If you want to participate in DeFi mining, you can choose the top-ranked top DeFi projects on the debank to participate. And it is best to dedicate one address to one project to prevent the risk of over-authorization (sometimes there may be multiple addresses receiving airdrop surprises).
In short, it is better to be in awe of investment than blind self-confidence with half understanding.
Moderator: There is a saying that is good, the money earned by luck will be lost by strength, and everyone should do what they can.
# Mechanism risk
secondary title

The way to participate in DeFi with low threshold

Moderator: Now that the gas fee of Ethereum is so high, many retail investors simply cannot afford to buy food. Is there any more convenient and low-threshold way to participate in DeFi?
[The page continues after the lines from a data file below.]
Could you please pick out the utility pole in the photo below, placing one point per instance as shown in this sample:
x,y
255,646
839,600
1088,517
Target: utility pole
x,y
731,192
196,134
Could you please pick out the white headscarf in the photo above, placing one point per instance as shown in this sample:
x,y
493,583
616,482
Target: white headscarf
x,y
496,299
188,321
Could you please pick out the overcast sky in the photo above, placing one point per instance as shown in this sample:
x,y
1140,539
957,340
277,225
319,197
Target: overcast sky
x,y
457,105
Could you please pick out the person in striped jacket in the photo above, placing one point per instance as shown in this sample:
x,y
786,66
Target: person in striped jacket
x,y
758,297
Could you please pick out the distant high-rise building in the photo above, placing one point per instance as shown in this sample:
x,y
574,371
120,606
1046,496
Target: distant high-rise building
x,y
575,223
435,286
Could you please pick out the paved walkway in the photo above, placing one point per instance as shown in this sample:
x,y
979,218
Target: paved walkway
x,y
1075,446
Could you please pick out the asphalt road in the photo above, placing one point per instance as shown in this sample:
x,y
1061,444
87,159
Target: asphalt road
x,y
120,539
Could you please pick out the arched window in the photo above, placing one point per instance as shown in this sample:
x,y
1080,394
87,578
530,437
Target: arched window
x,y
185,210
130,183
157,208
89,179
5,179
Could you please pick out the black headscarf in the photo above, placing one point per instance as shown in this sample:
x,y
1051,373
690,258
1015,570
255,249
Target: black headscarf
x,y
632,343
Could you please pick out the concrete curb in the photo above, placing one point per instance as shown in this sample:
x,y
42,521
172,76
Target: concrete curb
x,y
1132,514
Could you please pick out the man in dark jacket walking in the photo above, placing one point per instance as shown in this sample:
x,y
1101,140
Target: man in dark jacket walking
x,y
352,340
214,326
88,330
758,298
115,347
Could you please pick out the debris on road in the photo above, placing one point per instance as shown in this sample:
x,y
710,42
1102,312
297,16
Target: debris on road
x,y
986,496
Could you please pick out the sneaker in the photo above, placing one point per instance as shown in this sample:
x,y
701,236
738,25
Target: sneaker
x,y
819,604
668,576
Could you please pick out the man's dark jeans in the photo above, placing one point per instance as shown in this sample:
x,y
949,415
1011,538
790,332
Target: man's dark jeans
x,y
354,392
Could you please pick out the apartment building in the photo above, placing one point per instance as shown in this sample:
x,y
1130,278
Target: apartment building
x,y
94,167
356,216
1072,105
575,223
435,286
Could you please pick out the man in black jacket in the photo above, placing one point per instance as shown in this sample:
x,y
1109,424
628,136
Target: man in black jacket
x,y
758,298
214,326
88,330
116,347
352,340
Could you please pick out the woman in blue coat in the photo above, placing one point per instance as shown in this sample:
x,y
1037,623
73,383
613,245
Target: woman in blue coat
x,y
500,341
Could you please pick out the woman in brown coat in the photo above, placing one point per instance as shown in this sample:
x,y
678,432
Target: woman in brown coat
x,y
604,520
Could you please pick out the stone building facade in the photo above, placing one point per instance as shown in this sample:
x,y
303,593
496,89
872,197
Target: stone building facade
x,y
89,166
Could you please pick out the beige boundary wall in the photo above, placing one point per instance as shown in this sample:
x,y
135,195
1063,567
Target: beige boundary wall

The DeFi world is very exciting, but at the same time there are various risks hidden. If you are an explorer with a higher risk appetite and more funds, it is highly recommended to give it a try.
If the capital scale is relatively small and you don’t know enough about DeFi, it is recommended to choose some of Cobo’s DeFi smart pool mining products and come to Cobo to participate in proxy mining, which saves handling fees and is safer, because for a transaction on the chain, 1 The gas fee for U is $10, and the gas fee for 1 million U is also $10. We have a professional team to ensure the safety of mining, but also earn a higher rate of return

Original article, author:Cobo钱包。Reprint/Content Collaboration/For Reporting, Please Contact report@odaily.email;Illegal reprinting must be punished by law.

ODAILY reminds readers to establish correct monetary and investment concepts, rationally view blockchain, and effectively improve risk awareness; We can actively report and report any illegal or criminal clues discovered to relevant departments.